Wednesday, May 11, 2011

Pay-for-Delay Is Increasing

While still trying to find time to catch up on a backlog of news, I did want to slip in mention of an informative column by Michael Hiltzik in today's Los Angeles Times:
http://www.latimes.com/business/la-fi-hiltzik-20110511,0,770124.column

Hiltzik addresses the practice of a big drug company whose blockbuster drug is about to go off patent settling with a generic drug company that's challenging the patent in court, essentially paying off the generic company to allow the brand-name company an additional time period of patent protection. (I addessed this in HOOKED as a form of "evergreening"; the term favored more lately is "pay-for-delay.") The big company gets the profits from brand-name sales without generic competition for extra months or even years; the generic company gets cash on the barrelhead without haviong actually to manufacture any drugs; and the consumers get shafted. Frank Baldino, CEO of Cephalon, publicly stated in 2006 that his company was going to land $4B in Provigil revenues over the next six years, by means of paying $200M to several generic companies to get them to back off. One study concluded that extending patent protection on the average drug by one year costs consumers $660M.

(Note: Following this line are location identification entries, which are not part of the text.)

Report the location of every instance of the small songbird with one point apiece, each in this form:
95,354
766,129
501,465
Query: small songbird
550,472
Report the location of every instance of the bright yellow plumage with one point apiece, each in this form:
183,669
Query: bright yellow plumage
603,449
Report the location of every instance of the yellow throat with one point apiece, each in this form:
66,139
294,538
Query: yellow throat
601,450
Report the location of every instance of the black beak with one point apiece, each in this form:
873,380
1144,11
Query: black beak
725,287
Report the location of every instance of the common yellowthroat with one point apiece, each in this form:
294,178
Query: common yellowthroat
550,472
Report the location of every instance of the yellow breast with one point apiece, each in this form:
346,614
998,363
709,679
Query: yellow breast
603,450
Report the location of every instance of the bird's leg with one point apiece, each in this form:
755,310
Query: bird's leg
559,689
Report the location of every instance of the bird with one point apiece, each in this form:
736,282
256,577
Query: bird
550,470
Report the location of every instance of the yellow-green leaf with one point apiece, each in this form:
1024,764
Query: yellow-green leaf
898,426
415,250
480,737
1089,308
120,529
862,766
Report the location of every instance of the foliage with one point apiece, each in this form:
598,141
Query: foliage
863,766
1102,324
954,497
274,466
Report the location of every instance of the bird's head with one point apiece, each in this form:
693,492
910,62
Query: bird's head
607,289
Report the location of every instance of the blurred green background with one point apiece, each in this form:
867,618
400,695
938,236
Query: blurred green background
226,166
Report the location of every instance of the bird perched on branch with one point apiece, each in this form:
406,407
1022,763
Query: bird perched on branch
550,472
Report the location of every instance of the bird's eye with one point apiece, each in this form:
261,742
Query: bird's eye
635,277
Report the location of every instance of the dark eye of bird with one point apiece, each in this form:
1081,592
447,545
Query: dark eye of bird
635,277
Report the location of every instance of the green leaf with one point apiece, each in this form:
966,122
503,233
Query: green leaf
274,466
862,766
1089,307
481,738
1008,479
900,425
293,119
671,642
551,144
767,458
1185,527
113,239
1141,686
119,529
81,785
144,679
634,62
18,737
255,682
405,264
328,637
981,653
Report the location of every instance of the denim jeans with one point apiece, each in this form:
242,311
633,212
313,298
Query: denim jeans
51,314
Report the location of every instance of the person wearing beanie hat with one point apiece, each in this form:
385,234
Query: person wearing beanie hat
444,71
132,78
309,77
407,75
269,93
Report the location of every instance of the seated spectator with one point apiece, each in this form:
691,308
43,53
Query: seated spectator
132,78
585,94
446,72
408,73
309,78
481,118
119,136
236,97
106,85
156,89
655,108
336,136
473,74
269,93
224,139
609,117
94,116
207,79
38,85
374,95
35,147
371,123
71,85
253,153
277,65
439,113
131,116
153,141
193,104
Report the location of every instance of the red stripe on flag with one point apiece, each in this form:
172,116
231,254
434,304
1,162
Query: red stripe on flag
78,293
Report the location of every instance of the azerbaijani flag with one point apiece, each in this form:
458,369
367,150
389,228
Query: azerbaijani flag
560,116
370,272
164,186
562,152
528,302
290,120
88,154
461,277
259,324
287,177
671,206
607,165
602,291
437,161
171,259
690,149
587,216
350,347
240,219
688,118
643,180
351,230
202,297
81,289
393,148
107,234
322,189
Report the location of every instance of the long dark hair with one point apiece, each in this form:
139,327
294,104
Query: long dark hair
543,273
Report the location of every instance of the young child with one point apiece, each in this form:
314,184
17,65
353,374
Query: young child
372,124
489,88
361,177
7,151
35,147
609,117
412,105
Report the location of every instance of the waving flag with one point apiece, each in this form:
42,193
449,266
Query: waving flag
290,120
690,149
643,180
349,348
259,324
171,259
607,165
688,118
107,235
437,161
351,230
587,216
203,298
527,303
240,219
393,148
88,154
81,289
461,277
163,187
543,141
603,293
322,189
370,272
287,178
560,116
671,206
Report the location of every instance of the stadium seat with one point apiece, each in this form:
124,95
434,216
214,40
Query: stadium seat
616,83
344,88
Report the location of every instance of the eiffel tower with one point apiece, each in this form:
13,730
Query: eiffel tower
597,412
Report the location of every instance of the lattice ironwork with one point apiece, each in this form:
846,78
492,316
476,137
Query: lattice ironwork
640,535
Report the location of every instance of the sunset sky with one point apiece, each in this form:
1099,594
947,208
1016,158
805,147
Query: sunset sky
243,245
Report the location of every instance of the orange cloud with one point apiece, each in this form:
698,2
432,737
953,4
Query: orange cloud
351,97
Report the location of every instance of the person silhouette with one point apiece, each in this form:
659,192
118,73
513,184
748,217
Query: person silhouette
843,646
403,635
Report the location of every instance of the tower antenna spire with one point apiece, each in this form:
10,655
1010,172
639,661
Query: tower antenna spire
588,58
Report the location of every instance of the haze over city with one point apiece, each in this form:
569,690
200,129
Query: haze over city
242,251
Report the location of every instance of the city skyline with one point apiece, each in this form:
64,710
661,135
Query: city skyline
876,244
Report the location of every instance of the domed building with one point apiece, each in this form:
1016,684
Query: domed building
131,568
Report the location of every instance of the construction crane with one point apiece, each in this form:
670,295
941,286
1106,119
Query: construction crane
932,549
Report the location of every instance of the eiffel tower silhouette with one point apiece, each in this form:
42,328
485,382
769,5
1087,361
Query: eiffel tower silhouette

Hiltzik notes that the Federal Trade Commission thought it had essentially eliminated pay-for-delay after 1999 by more aggressive enforcement, and a 2003 federal appeals court decision ruled pay-for-delay deals illegal. But since then, other courts have approved selected pay-for-delay deals. Plus a provision to ban these deals got sliced out of the Obama health reform law at the last minute. The net result:

"The number of pay-for-delay deals has soared in recent years. In fiscal 2010, brand and generic drug makers resolved 113 patent disputes, up from 68 the year before. Of those, at least 31 involved payment to the generics firm, up from 19 the year before.

The FTC's figures may understate the number of deals involving payment, because the industry is getting more clever at avoiding straight cash payoffs and disguising them as transactions such as licensing, marketing or manufacturing agreements, many of which the agency believes are shams.

'Settlements are becoming more sophisticated,' Hemphill [C. Scott Hemphill of Columbia Law School] agrees. When suspect deals are made, he says, the burden of proof should be on the companies to justify them. 'It should be the drug makers' jobs to explain why these payments are innocent rather than the government's job to explain why they're inherently bad.'"

Hiltzik begins his column by noting that both the brand-name and the generic drug industries have lately rolled out their big guns in defense of pay-for-delay, arguing that it's really in the public interest. As Hiltzik sagely comments, "When [these two warring factions] land on the same side of an issue it's a good guess that the consumer is getting whacked."